The pilot was told not to delay because another aircraft was 2. 5 miles out (4 km) on final approach to the same runway. Pilot error, the National Transportation Safety Board determines that the probable cause of this accident was the flight crew’s failure to use engine anti-ice during ground operation and takeoff, their decision to take off with snow/ice on the airfoil surfaces of the aircraft, and the captain’s failure to reject the takeoff during the early stage when his attention was called to anomalous engine instrument readings.
Contributing to the accident were the prolonged ground delay between deicing and the receipt of ATC takeoff clearance during which the airplane was exposed to continual precipitation, the known inherent pitch up characteristics of the B-737 aircraft when the leading edge is contaminated with even small amounts of snow or ice, and the limited experience of the flight crew in jet transport winter operations.

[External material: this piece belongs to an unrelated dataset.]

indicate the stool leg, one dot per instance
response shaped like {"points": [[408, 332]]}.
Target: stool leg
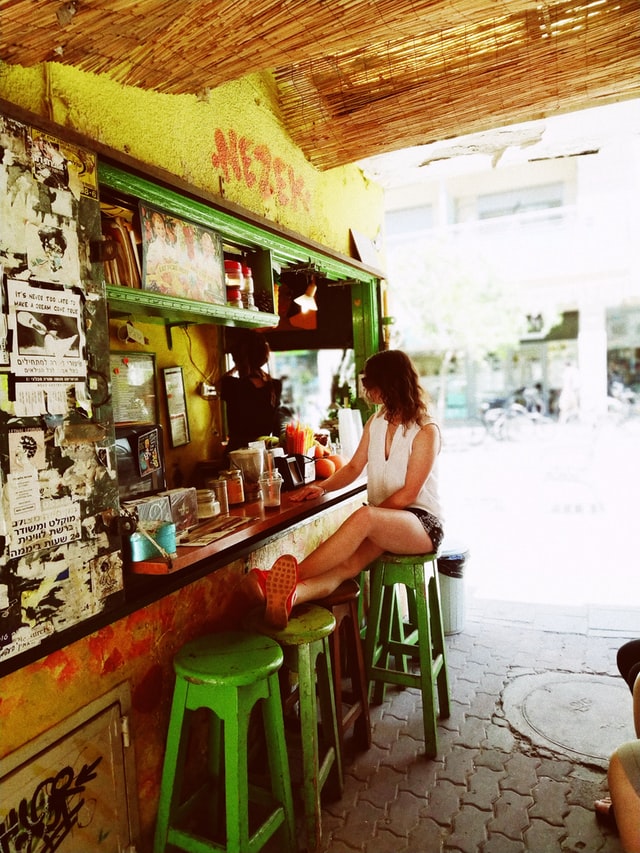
{"points": [[359, 684], [439, 648], [173, 766], [330, 726], [310, 748], [236, 728], [279, 761], [427, 685]]}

The error chain (Class 3) began with the pilot instructed deicing on the plane and no covers or plugs installed over engines or airframe openings during the operation by maintenance personnel. Also, flight was delayed due to bad weather thus increasing the stress of pilot and first officer (Physiology, Class 4). This affects the decision making of the pilot and first officer throughout the flight operation; the pilot’s decision to abort the takeoff in preventing further delay (Decision Making, Class 1). The pilot and first officer did ot think of the consequences if they use of reverse thrust on the ground to push back and positioning aircraft near the exhaust from the preceding DC-9’s engines to melt the snow off the wings (Hazardous attitude: Impulsiveness, Class 1). First officer saw a problem with the instrumentation but the captain shrugged off his concerns. The captain was sure everything was in order and he displayed a (Lack of Leadership with Respect, Class 1/Hazardous Attitude: Machosim, Class 1). The “non-assertive” co-pilot and crews were afraid to express concern due to the role of the “domineering” captain (Personality, Class 1).